Friday, April 03, 2009

A Financial Crisis: Fighting Fire with Fire

The year of 2007 revealed a phenomenon that was already being developed for a long time: the financial crisis. It is not clear when it started exactly, but it was surely not yesterday. By definition, a financial crisis is a period of time in which some financial institutions or assets suddenly lose a large part of their value. This prominent event occurred because the financial bubble in the US housing market exploded, leading to a massive loss of money by the banks, to a general financial distrust, and, more recently, to a global recession. As a result, during recent times, the causes for this explosion have been seriously discussed: the most common entity to be blamed is what some people call “neo-liberalism”, which is a pompous name for pure economic freedom. Similarly, as sub-products of that concept, we get the sub-prime lending, speculation and the deregulation of the market as the engines of this hideous trouncing machine. In a moment of massive unemployment, as well as of economic difficulties, these are the mainstream scapegoats; still, are these targets being fairly accused?

What is not commonly said is that the risky loans given by the banks were a direct result of the action of the Federal Reserve: with the intention of putting more money in the market, the Clinton administration pressured the banks in order for them to expand mortgage loans among low and moderate income people. To attain that goal, deregulation was not the only measure that was taken; in the same way, interest rates were reduced to extremely low levels and state protection was offered in case of failure. This lead to risky loans that banks would not normally give, but because the state was assuming the risk, they were allowed to do it. Also and again, it is safe to say that this financial collapse was not the result of liberalism; ultimately, it was the result of the state intervention in the economy that subverted the natural rules of free market.

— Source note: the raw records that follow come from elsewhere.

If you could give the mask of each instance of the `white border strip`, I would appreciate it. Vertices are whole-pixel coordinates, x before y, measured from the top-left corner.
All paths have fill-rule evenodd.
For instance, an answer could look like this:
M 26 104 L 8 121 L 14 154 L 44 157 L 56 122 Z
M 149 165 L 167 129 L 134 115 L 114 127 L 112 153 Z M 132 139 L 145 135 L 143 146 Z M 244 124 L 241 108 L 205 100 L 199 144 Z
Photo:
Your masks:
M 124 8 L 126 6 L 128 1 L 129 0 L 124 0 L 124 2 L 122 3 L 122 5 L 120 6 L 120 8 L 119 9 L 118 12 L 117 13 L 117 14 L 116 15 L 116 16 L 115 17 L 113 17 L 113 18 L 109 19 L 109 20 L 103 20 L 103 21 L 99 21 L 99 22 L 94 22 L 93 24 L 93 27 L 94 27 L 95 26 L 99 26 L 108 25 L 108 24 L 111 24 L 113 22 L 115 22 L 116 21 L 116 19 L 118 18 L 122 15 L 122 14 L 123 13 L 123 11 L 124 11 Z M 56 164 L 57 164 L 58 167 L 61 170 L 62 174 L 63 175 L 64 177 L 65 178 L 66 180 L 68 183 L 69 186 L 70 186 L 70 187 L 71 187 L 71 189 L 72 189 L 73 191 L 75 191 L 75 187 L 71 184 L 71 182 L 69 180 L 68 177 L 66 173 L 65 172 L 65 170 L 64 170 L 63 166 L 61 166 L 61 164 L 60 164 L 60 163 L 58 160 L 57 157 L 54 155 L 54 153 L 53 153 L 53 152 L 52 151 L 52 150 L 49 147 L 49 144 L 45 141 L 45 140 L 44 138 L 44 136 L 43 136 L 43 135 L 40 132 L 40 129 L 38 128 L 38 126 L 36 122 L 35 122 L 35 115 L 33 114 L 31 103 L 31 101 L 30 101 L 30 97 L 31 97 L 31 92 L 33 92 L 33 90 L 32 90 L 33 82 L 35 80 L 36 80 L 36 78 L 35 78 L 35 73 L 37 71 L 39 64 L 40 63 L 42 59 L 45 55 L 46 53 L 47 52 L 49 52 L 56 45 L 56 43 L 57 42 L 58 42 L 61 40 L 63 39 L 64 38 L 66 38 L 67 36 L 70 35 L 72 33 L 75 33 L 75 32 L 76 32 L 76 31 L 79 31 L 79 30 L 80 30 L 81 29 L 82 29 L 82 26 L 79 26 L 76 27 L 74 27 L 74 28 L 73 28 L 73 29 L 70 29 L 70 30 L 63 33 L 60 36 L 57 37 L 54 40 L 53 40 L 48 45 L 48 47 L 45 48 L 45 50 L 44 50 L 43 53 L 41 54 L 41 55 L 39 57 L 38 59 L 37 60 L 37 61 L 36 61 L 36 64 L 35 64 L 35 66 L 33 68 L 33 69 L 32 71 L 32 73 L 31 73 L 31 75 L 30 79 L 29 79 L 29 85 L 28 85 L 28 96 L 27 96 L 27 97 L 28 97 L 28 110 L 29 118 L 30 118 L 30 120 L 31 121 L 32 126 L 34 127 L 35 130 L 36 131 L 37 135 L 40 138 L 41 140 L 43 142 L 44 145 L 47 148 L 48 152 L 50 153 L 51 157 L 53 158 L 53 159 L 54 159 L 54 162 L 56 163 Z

In some way, this crisis was a blessing for many politicians in power: with the media spreading the news that “savage liberalism” and greed were to blame for what happened, the governments from all over the western world took the opportunity to increase their power by enlarging the functions of state, by promising to regulate every human interaction to its core or by taking control of the economy; to put it in other words, by returning to classic Keynesianism. It is no surprise, according to politicians, free market is now the demon that should be hunt; as a consequence, personal freedom will become seriously damaged. Frightened by the catastrophic propaganda, people claim for more regulation, for more state control, forgetting that the state control will inevitably knock at their door one day, by intervening directly in their personal and professional lives.

State intervention brought us to this, but because of simplistic propaganda, people now want more state intervention to solve the problem that the previous intervention has created. Ironic? Lets just say that life is a Samuel Beckett play.